With very limited exception, the choice of a child’s name at birth is an act of Parental Responsibility. Parental Responsibility is the legal term for parental rights and responsibilities.
If the child’s parents are married, they will both have Parental Responsibility and will be equally responsible for registering the child’s birth and will give the child’s chosen name to the Registrar. If parents are not married, only the Mother will have Parental Responsibility so the child’s name will be registered by the Mother. If the Father disagrees with the Mother’s choice of names his only remedy would be to make an Application to Court for a Specific Issue Order, but unless the Mother’s choice is as bad as the names in the Re C case the Court won’t interfere.
In Re C a Local Authority intervened. The children were the subject of Care Proceedings. The Mother proposed that the children should be named Cyanide and Preacher. The Court took the view that naming the little girl Cyanide would go beyond the unusual, bizarre, extreme and foolish and gave the Court reasonable cause to believe that the child would suffer significant emotional harm because of the name.

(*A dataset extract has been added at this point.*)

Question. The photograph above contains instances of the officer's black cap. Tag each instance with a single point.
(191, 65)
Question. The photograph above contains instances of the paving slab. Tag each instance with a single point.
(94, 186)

Changes of first name after registration are not common but they are increasingly arising in the case of transgender children. If both parents have Parental Responsibility, they would both need to agree to the change of name. In the case of disagreement, the parent wishing to change the child’s name would need to apply to Court for a Specific Issue Order. The Court’s decision will depend on the circumstances of the case and will attach considerable weight to the emotional welfare of the child.
Courts do not routinely interfere with the parent’s exercise of their Parental Responsibility. If both parents have Parental Responsibility and agree to the change of a child’s surname, they may change it, and whoever has sole Parental Responsibility for a child may change it, but a child’s surname cannot be changed without the authority of all who have Parental Responsibility. If they do not agree then the person wishing to change the child’s name would need to apply to Court for a Specific Issue Order, and it will be for the parent who wants to change the child’s surname to convince the Court that to do so will further the child’s welfare.
The welfare of the child will always be paramount. The Court will take account of the reasons for the proposed change of name, but considerable weight will be given to the link that the child’s surname recognises to the child’s Father. The fact that the child’s surname might be different to that of the parent wanting to change the name is unlikely to carry much weight unless it can be demonstrated that the name is causing the child so much embarrassment or anxiety as to be causing emotional harm.
Courts will almost always be reluctant to allow parents to “ditch” the surname given to a child at birth without compelling reasons.
Anyone can change their own name when they reach their 18th Birthday. Young people between 16 and 18 can change their own name unless a Residence or “Living With” Order is in place, in which case they will need the consent of everyone who has Parental Responsibility for them.